O dia passou, e o outro. Como se a morte não existisse e um dia não chegaria. Ele passou o dia, e o outro, como se não existisse sentimento. Como se o importante da vida fosse só a vida, e não as pessoas.

08/03/2015

Segura a onda Dorian Gray...

Vejo no retrato aquele que fui. Retrato calado, imóvel e que tanto me diz sobre a vida. Envelheço todos os dias, e todos os dias todos envelhecem comigo. As pessoas mudam, os lugares mudam, dando a impressão de que nada muda.
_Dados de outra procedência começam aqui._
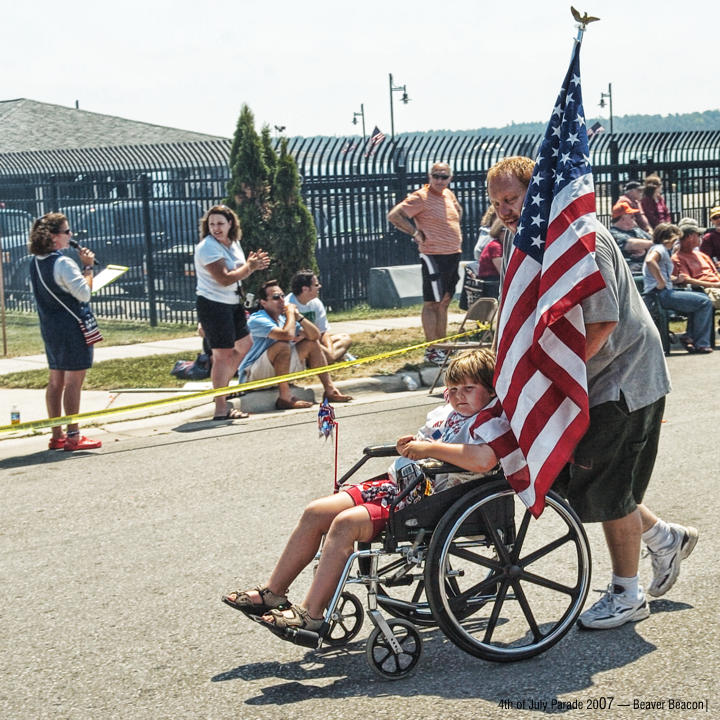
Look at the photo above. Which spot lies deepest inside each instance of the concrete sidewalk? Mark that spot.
(31, 403)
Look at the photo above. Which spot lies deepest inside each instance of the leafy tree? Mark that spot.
(292, 228)
(249, 185)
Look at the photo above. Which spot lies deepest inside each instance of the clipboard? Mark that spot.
(109, 274)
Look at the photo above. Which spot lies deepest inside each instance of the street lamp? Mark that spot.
(362, 115)
(607, 95)
(404, 98)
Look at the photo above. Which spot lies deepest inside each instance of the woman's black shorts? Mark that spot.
(222, 324)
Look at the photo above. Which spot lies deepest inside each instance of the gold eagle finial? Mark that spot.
(582, 19)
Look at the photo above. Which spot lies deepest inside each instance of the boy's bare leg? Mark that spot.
(303, 543)
(348, 527)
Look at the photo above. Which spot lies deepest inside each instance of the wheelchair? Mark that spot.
(501, 585)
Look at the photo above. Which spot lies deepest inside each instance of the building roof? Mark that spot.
(27, 125)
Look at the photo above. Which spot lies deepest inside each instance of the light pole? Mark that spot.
(607, 95)
(404, 98)
(362, 115)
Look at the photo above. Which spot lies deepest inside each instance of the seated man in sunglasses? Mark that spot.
(431, 215)
(284, 341)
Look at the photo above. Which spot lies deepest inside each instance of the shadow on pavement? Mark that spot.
(568, 667)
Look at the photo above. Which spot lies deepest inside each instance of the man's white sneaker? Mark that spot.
(666, 561)
(614, 609)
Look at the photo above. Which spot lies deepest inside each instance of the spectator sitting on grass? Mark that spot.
(699, 269)
(305, 290)
(284, 341)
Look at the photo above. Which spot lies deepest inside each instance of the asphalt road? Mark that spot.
(112, 566)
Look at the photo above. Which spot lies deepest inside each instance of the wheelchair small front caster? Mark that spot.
(346, 621)
(399, 662)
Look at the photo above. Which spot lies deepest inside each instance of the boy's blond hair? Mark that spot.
(477, 366)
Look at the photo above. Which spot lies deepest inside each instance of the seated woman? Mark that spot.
(360, 512)
(658, 277)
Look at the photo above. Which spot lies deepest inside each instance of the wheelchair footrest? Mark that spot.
(306, 638)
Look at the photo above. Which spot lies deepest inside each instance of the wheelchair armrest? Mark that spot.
(433, 467)
(368, 452)
(380, 451)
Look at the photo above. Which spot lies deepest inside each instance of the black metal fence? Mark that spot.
(139, 206)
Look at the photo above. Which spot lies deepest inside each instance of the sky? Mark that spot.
(309, 66)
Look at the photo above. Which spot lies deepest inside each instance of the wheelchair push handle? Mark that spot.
(380, 451)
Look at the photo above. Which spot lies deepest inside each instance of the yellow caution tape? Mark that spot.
(215, 392)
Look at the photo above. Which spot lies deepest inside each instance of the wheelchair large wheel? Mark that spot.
(520, 586)
(384, 660)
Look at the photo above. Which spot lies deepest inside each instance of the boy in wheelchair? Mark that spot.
(358, 513)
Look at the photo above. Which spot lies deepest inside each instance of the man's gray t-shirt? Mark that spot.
(631, 362)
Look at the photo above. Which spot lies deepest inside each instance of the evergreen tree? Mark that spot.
(249, 187)
(294, 237)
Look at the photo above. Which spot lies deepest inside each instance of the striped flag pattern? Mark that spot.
(540, 375)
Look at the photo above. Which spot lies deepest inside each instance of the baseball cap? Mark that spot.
(623, 208)
(690, 225)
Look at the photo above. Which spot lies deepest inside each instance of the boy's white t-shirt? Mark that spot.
(443, 424)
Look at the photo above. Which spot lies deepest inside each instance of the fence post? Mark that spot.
(149, 264)
(614, 175)
(400, 162)
(55, 187)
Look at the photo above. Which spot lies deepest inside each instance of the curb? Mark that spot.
(256, 402)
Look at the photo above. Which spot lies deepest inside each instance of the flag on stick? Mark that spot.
(540, 376)
(374, 140)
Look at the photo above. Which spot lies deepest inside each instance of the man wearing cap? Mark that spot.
(632, 240)
(710, 244)
(633, 195)
(431, 216)
(696, 265)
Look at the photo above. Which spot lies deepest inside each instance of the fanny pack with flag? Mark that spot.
(86, 319)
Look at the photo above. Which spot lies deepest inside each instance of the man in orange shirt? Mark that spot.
(431, 215)
(697, 266)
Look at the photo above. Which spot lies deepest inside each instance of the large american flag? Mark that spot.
(540, 376)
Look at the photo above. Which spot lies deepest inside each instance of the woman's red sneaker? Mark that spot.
(80, 442)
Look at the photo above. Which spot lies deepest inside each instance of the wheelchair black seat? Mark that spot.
(425, 515)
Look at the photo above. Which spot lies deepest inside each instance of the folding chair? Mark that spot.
(483, 311)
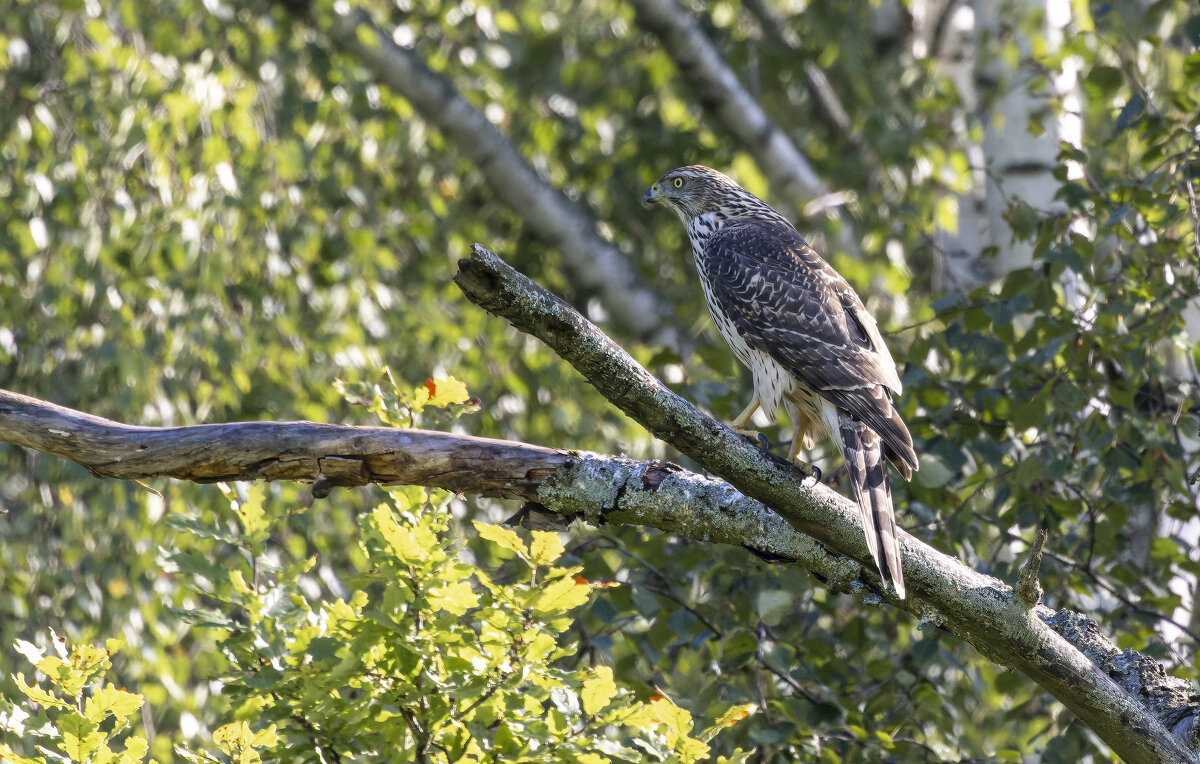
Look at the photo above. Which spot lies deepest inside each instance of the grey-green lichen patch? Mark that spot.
(616, 489)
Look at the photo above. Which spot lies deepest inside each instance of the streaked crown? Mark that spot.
(696, 190)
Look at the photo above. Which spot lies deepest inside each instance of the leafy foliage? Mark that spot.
(210, 212)
(81, 717)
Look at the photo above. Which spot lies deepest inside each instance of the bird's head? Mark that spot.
(696, 190)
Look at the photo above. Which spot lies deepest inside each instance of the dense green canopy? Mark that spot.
(213, 211)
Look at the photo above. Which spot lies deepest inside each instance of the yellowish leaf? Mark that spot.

Mas quando olho para meu retrato antigo e já não me reconheço nele, percebo que o tempo passou. Vejo em mim as marcas que o tempo me trouxe, o olhar já um pouco cansado por ter visto muito mais coisas ruins do que gostaria de ver. Vejo o corpo em mudança, e sua perecidade me salta aos olhos.

Sou aquele do dia 13 de maio do ano que nasci. Meu nascimento ficou para trás, minha infância ficou para trás. A juventude já vem passando me lembrando que eu também irei passar.

Os dias não são os mesmos dias. A cada manhã estou mais distante do meu eu daquele retrato. Daquele eu que me olha como se já soubesse o que serei. Meu velho retrato é só uma lembrança. E é só isso o que um dia serei.

08/01/2015

Daquele (ou deste) tempo.

Minhas saudades não são nostálgicas ou deprimentes. Felizmente nunca encontrei culpa nelas nem sinais de arrependimento aterrador. Se tenho saudades de algum ponto da vida é pela expectativa do que vivi depois daquilo. Tenho saudades de todos os momentos e de tudo o que me trouxe até aqui. Saudades das possibilidades que tive e de certa aproveitei.

Sinto saudades também do que vivo. Sempre tive uma comoção exagerada para me despedir dos meus dias e das situações. Do quarto de hotel onde não passei mais de três noites, de alguma estação de metrô onde fiz conexão, da rápida conversa que tive com algum transeunte para pedir informação. Sempre saio olhando para trás para gravar a última imagem daquilo ou daqueles que sei que nunca mais verei.

A saudade me acompanha e me avisa do finito. Dói-me a despedida da vida, a contar dos dias a menos que me aproximam do fim. Só resta a mim seguir adiante com a alegria que me fornece o saber viver. Para que eu siga sentindo saudade. Para que um dia eu tenha saudade do hoje por também saber o que eu ainda vou viver.